A person is generally liable for his own wrongful acts and he does not incur any liability for acts done by others. But in case of vicarious liability there arises a liability on the person on behalf of other. To arise a liability on “A” on behalf of “B” there should be a relationship between A and B .Examples of this kind of relationship are:
- Liability of partners of each other’s tort
- Liability of master for the tort of his servant
- Liability of the principal for the tort of his agent.
Vicarious liability is based on the principal of “qui facit per se per alium facit per se” which means “he who does the act through another is deemed in law to do itself .vicarious liability is an exception to the rule that a person is liable for his own acts only .The three constituents of vicarious liability are:
- There should be a relationship
- The wrongful act should be somehow related to the relationship
- The wrongful act must be done within the course of employment.

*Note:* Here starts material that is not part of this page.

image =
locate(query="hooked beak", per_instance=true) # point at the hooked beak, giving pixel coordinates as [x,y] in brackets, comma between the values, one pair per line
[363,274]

Thus, Employers are vicariously liable for the torts of their employees that are committed during the course of employment. The concept of vicarious liability arose due to three main reasons:
- Lack of identity of slaves
- He who employs other person to do some act do it himself
- A principal must answer for the acts of his subordinates.
The liability arising in different kinds of relationship is discussed below:
- Principal and agent: It is considered that the act done by the agent is the act of the principal. The authority to the act may be implied or expressed. It is considered that the principle has given ratification after having a full knowledge about the acts he is consenting. The principal does not authorise his agent to do a wrongful act but when the agent does it on course of employment he becomes liable for it.

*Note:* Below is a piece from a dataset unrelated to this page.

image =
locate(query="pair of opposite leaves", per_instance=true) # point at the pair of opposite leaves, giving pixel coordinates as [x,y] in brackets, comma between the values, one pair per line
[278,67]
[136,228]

- Partners: the relationship between partners is same as in between principal and agent. For the tort committed by the any partner of the company, all other partners are liable .The liability of each partner is joint and several.
- Master and servant: when a servant does a wrongful act in the course of employment the master is liable for it.Servant is any person employed by another to do work on the terms that he is, to be subject to control and the directions of his employer in respect and the manner in which the work is to be done. A master is who is legally entitled to give orders and to have them obey. A master is liable because the
- It is considered that the employer has a sound economic growth
- Employer benefit from the act of employee
- Also it acts as a warning to train the staff better.
There are two tests to confirm whether the relation is of master – servant type. Traditionally the master- servant relationship came under the contract of service. The two tests are:
- Control test: It was traditionally formulated .The master has the power to direct the servant what to do and how to do. The master also has the right to suspend the servant. Eg: farmer and agricultural labourer.
- Organisational test: According to the test the master has the control over the servant and also he must be the owner of the tools provided to the servants. The organisational test is not so derisive.
Family Purpose Doctrine:
When a person lends a vehicle to his family member and accident happens then the owner of the vehicle would be liable. Some conditions of this are
- The defendant must have a control over the vehicle
- The vehicle must be available for the family use rather than for business purpose.
- The vehicle when be driven at the time of accident should with the defendant’s permission or consent.
Vicarious Liability of the State:
The government cannot be visited with the consequences flowing from a wrong order made by a statutory authority. As far as the State is concerned, it cannot put forward any such plea inasmuch as the statute is enacted by it by Legislature. The appointment of the authority is also done either by the Statute itself or by such authority as may be authorised by the Statute. The act of the statutory authority in such a case is an act done for and on behalf of the State. Hence the state is held liable. State’s liability for the acts or omissions of statutory authorities arises only in cases where the statutory authority acts outside his legal authority while purporting to act pursuant to the legal authority conferred upon him and the act or omission, which causes or results in damage to a person, is not within the ambit of the statutory protection, if any, contained in such enactments.